Мишкино детство
Шрифт:
…Приятели скрылись за крутым поворотом Гнилого ручья. Мишка заглянул в сумку и, убедившись, что голубенькая книжка лежит на месте, степенным шагом продолжал путь. Он обдумывал, о чем ему в первую голову написать: то ли про заячий хлеб, то ли про волшебный камень, то ли как он был пахарем.
За обедом его все время будто что-то подталкивало рассказать матери про радостный сегодняшний день, про Акимову душу, про голубенькую книжку, про волнующий разговор с Александром Петровичем, но он крепился, ожидая подходящего повода.
И только когда мать спросила,
— Я у него нынче в гостях был… Кофей пил… Он мне вот какую книжку подарил!
— За что же это он тебе? — обрадованно спросила мать.
— Значит, было за что… Думаешь, я праздники зря в хате просидел? Я про Акимову душу написал, а он мне книжечку эту и большую чашку кофею… И еще буду писать…
— Про какую душу? — не поняла мать.
— «Про какую, про какую»! — недовольно буркнул Мишка, вылезая из-за стола. — Про деда Акима, как она мухой летала.
— И за это книжку? — усмехнулась мать.
Мишку эта усмешка обидела:
— Александр Петрович, должно быть, чуть-чуть больше твоего понимает…

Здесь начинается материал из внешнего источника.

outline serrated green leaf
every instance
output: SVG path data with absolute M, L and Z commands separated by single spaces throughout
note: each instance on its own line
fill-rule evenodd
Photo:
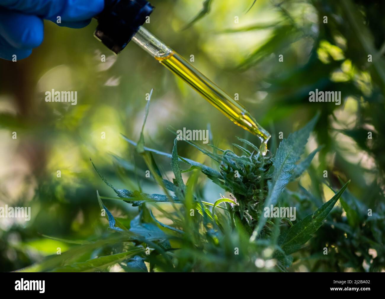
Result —
M 100 196 L 99 196 L 99 192 L 98 192 L 97 190 L 96 190 L 96 196 L 97 197 L 97 201 L 99 203 L 99 206 L 100 206 L 100 208 L 104 209 L 105 213 L 105 218 L 108 220 L 110 228 L 115 230 L 120 231 L 127 230 L 127 228 L 124 225 L 121 223 L 117 220 L 115 220 L 115 218 L 114 218 L 114 216 L 112 216 L 112 214 L 108 210 L 108 209 L 106 207 L 102 201 Z
M 166 224 L 164 224 L 164 223 L 162 223 L 161 221 L 157 220 L 157 219 L 155 218 L 155 216 L 154 216 L 154 214 L 152 214 L 152 211 L 151 211 L 151 209 L 150 209 L 150 215 L 151 215 L 151 217 L 152 217 L 152 219 L 154 220 L 154 221 L 155 221 L 156 222 L 156 223 L 157 223 L 158 224 L 159 224 L 162 227 L 164 227 L 165 228 L 168 228 L 169 230 L 171 230 L 173 231 L 176 231 L 177 233 L 181 233 L 181 234 L 184 233 L 184 232 L 183 231 L 181 230 L 178 230 L 178 229 L 174 227 L 172 227 L 169 225 L 167 225 Z
M 313 234 L 322 225 L 323 221 L 350 182 L 350 181 L 347 182 L 331 199 L 314 213 L 299 221 L 280 236 L 280 244 L 286 254 L 290 254 L 300 249 L 311 238 Z
M 274 169 L 271 180 L 268 182 L 269 191 L 265 201 L 265 207 L 275 205 L 284 188 L 290 181 L 295 163 L 303 153 L 305 145 L 319 116 L 317 113 L 306 125 L 290 134 L 287 139 L 283 139 L 280 144 L 273 160 Z M 263 212 L 262 209 L 259 222 L 250 238 L 251 241 L 255 240 L 267 221 L 267 218 L 263 216 Z
M 293 171 L 293 175 L 291 176 L 291 181 L 293 181 L 301 176 L 303 172 L 309 168 L 309 166 L 310 166 L 310 163 L 311 163 L 315 154 L 323 147 L 323 145 L 321 145 L 318 149 L 314 150 L 306 159 L 297 165 Z
M 149 100 L 147 101 L 147 103 L 146 105 L 146 112 L 144 113 L 144 116 L 143 117 L 143 123 L 142 126 L 142 130 L 141 131 L 141 135 L 139 138 L 139 141 L 138 141 L 137 145 L 136 146 L 136 151 L 139 154 L 141 154 L 144 151 L 144 135 L 143 134 L 143 131 L 144 130 L 144 125 L 146 125 L 146 121 L 147 120 L 147 117 L 148 116 L 148 111 L 150 108 L 150 102 L 151 100 L 151 96 L 152 95 L 152 91 L 154 88 L 151 90 L 150 92 L 150 96 L 149 97 Z
M 141 214 L 131 221 L 131 224 L 130 231 L 142 237 L 146 240 L 158 241 L 159 245 L 164 249 L 171 247 L 164 232 L 153 223 L 142 223 Z
M 142 248 L 140 248 L 121 253 L 100 257 L 89 260 L 86 262 L 75 263 L 73 265 L 59 267 L 54 269 L 51 272 L 93 272 L 103 270 L 109 266 L 112 266 L 121 262 L 130 255 L 143 250 Z
M 127 263 L 127 267 L 133 272 L 148 272 L 144 264 L 144 259 L 140 255 L 135 255 Z

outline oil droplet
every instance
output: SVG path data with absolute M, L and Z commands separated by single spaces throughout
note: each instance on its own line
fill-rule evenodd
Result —
M 259 147 L 259 152 L 263 156 L 266 155 L 267 152 L 267 142 L 268 140 L 266 139 L 263 140 Z

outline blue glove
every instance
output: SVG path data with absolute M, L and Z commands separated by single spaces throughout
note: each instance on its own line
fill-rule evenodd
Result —
M 43 41 L 43 19 L 80 28 L 100 13 L 104 0 L 0 0 L 0 58 L 28 56 Z

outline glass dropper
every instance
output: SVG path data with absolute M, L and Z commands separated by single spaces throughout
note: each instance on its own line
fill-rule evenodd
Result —
M 189 84 L 234 123 L 258 137 L 261 142 L 260 151 L 264 155 L 266 154 L 270 134 L 239 102 L 142 26 L 132 40 Z

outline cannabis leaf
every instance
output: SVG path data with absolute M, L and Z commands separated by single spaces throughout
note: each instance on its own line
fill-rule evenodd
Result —
M 312 214 L 299 221 L 280 237 L 279 243 L 286 254 L 300 249 L 322 225 L 323 220 L 331 210 L 348 185 L 349 181 L 331 199 L 324 203 Z
M 142 251 L 143 248 L 139 248 L 133 250 L 122 252 L 117 254 L 112 254 L 105 257 L 92 258 L 86 262 L 75 263 L 71 265 L 67 265 L 54 269 L 52 272 L 92 272 L 98 270 L 103 270 L 109 266 L 117 264 L 128 257 L 140 251 Z
M 192 26 L 196 22 L 204 17 L 209 12 L 211 9 L 211 4 L 214 0 L 205 0 L 203 2 L 203 7 L 195 17 L 182 29 L 185 30 Z
M 295 163 L 303 153 L 305 145 L 319 115 L 317 113 L 303 128 L 290 134 L 287 139 L 283 139 L 280 144 L 273 161 L 274 169 L 271 180 L 268 182 L 269 193 L 265 201 L 265 207 L 276 203 L 284 188 L 290 181 L 292 172 L 296 167 Z M 263 216 L 263 210 L 262 212 L 258 225 L 250 238 L 252 242 L 256 238 L 267 221 L 267 218 Z

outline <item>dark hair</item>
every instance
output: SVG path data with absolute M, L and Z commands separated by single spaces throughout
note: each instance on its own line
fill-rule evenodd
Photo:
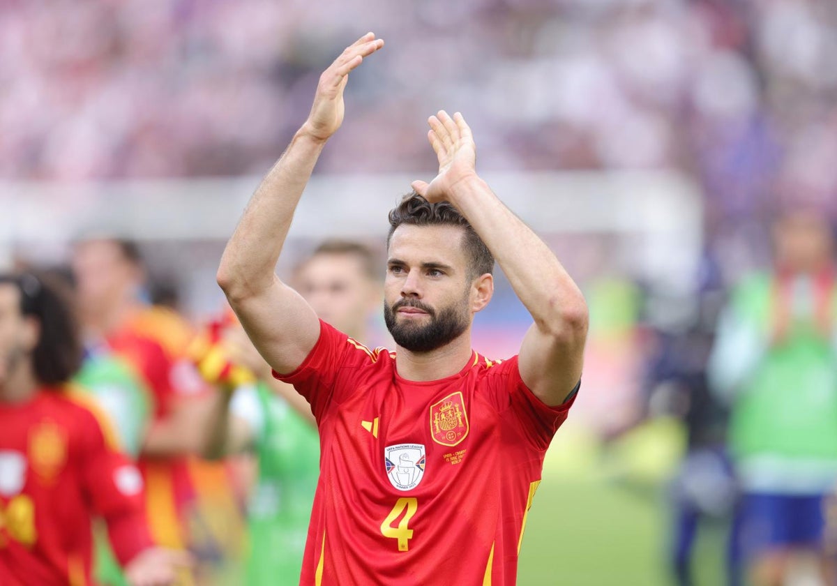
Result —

И чтоб ей можно было представить, каков Александр Петрович, Мишка, ложась спать, восторженно рассказывал:
— Он знаешь какой? Такого другого нет во всем свете. Нет спору, Клавдия Сергеевна, что учит первых и вторых, тоже простая. Но Клавдии Сергеевне не дойти до него. Он, как равный товарищ, на больших переменах играет со школьниками и в лапту, и в городки, и в чижика. А зимой не брезгает скатиться с ребятами на салазках… А когда Александр Петрович играет в лапту, ребята уходят в поле чуть не за версту — так далеко он бьет мяч. И мяч, не тряпочный, а настоящий резиновый, черный, он купил за свои деньги. Не меньше как полтинник отвалил… И девочки любят Александра Петровича. Вот, к примеру, Александр Петрович играет с ребятами в лапту, а девчонка подбежит к нему, тронет рукой и крикнет: «Пятно!» А он сейчас же палку бросит наземь, догонит девчонку и отдает «пятно» обратно. За то у мальчишек с девчонками всегда раздор.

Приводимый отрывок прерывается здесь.